Premio al valor de las madres

Premio al valor de las madres

“Los queremos vivos, libres y en paz”. Esta es la simple y rotunda consigna que las mujeres de la Asociación Caminos de Esperanza-Madres de la Candelaria repiten en coro cada miércoles a mediodía, desde 1999, en el atrio de la iglesia de La Candelaria, en el parque Berrío de Medellín.

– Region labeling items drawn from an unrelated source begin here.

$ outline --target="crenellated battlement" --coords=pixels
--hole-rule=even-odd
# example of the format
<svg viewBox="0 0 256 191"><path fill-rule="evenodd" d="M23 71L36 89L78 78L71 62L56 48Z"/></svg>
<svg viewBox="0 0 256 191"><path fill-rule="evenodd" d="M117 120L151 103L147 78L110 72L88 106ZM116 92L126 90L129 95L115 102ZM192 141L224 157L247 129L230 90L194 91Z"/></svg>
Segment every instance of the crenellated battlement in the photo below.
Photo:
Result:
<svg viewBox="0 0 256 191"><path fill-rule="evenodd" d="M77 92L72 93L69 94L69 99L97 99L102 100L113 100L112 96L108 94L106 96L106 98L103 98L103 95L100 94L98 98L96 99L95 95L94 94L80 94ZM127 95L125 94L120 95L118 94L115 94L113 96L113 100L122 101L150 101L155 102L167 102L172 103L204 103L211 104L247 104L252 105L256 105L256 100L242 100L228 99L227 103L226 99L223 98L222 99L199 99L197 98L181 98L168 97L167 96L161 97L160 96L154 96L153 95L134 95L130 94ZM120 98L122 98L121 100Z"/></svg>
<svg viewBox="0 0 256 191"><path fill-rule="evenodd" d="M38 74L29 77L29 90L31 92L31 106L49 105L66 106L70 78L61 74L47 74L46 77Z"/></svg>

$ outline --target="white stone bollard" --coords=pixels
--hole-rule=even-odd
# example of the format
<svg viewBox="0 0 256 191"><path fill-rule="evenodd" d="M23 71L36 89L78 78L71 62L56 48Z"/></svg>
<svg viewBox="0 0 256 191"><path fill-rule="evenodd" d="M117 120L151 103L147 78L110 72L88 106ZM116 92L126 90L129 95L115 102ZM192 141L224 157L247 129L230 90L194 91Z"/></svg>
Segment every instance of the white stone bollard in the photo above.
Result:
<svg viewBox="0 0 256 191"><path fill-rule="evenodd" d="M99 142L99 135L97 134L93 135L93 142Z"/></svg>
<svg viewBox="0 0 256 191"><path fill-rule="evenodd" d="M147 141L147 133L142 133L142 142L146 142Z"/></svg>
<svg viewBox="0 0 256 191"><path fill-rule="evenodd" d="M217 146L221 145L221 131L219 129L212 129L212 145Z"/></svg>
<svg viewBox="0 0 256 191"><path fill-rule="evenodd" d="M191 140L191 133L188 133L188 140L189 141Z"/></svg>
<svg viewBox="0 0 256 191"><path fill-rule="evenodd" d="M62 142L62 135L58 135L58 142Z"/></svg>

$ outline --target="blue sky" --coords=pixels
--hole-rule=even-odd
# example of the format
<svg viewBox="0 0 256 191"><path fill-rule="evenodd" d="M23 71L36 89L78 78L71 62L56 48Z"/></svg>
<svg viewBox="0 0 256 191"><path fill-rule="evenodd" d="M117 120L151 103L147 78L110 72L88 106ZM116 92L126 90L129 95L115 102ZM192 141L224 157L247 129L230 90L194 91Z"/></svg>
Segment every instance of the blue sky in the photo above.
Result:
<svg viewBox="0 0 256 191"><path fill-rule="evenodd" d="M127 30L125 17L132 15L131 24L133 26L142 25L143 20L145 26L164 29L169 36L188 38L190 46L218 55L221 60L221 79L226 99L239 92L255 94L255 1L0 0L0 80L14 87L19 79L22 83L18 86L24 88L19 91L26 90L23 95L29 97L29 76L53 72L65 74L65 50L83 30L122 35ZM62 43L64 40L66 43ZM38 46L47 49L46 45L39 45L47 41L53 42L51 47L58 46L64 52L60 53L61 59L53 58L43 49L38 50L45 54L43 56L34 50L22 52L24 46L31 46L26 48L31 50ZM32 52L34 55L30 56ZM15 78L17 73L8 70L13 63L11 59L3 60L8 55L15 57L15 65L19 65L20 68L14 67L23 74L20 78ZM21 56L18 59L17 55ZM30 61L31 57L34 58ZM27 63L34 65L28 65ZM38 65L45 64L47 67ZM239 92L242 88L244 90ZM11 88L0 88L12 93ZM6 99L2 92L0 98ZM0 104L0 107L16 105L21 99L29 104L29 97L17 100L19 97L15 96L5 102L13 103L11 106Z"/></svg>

29 de noviembre 2006 , 12:00 a. m.

Son 146 familiares de desaparecidos, la mayoría madres dolientes. Portan carteles con las fotos de sus hijos, para recordar un horror que jamás deberíamos olvidar. Como dice su líder, Teresita Gaviria, “botaron el cascarón del miedo” para reclamar a los victimarios la liberación o las pruebas de supervivencia o de la suerte de sus familiares.

La constancia y el valor de estas madres, que no solo claman por la suerte de sus hijos sino por la de todos los secuestrados y desaparecidos, les merecieron el Premio Nacional de Paz 2006, otorgado por EL TIEMPO, El Colombiano, Semana, Caracol Radio y Televisión, el Programa de las Naciones Unidas para el Desarrollo (PNUD) y la fundación Friedrich Ebert Stiftung en Colombia (Fescol), que coordina el premio desde su inicio, en 1999.

Por primera vez, la mención de honor se dio a una entidad oficial, el Programa de Paz y Reconciliación de la Alcaldía de Medellín, que desde el 2004 ha atendido exitosamente la desmovilización del Bloque Cacique Nutibara.

Tras la ya larga acción de las Madres de la Candelaria hay historias conmovedoras, algunas de las cuales fueron recordadas en la ceremonia de entrega del premio. Como la de la familia de Raquel George, de 74 años, que sigue clamando por cinco de sus hijos: Ángela, que tenía 34 años cuando desapareció en el 2001; Juan Albeiro, de 20; Oswaldo, de 21; Jaime, de 28, y John, de 38, asesinados por ‘paras’, los tres primeros en 1990 y el último en el 2004.

En contraste con premios anteriores, otorgados a personas, grupos o instituciones que se destacaron por su esfuerzo de sobrevivir y desarrollarse en medio del conflicto armado, el de este año es el reconocimiento explícito a las víctimas, las cuales, con la desmovilización de los paramilitares, la aprobación de la Ley de Justicia y Paz y la creación de la Comisión Nacional de Reparación y Reconciliación, empiezan a ganar protagonismo, a ser escuchadas y a hacer valer sus derechos.

Como lo dijo Teresita, el de este año es un premio contra la infamia del secuestro y la desaparición forzosa y contra la impunidad; es un reconocimiento a la madre, a la esposa, a la hija, a la abuela; y, por encima de todo, a la inmensa, inaplazable necesidad de la verdad. Saber qué pasó con los seres queridos y quiénes son los responsables: esa es la condición básica para la reconciliación.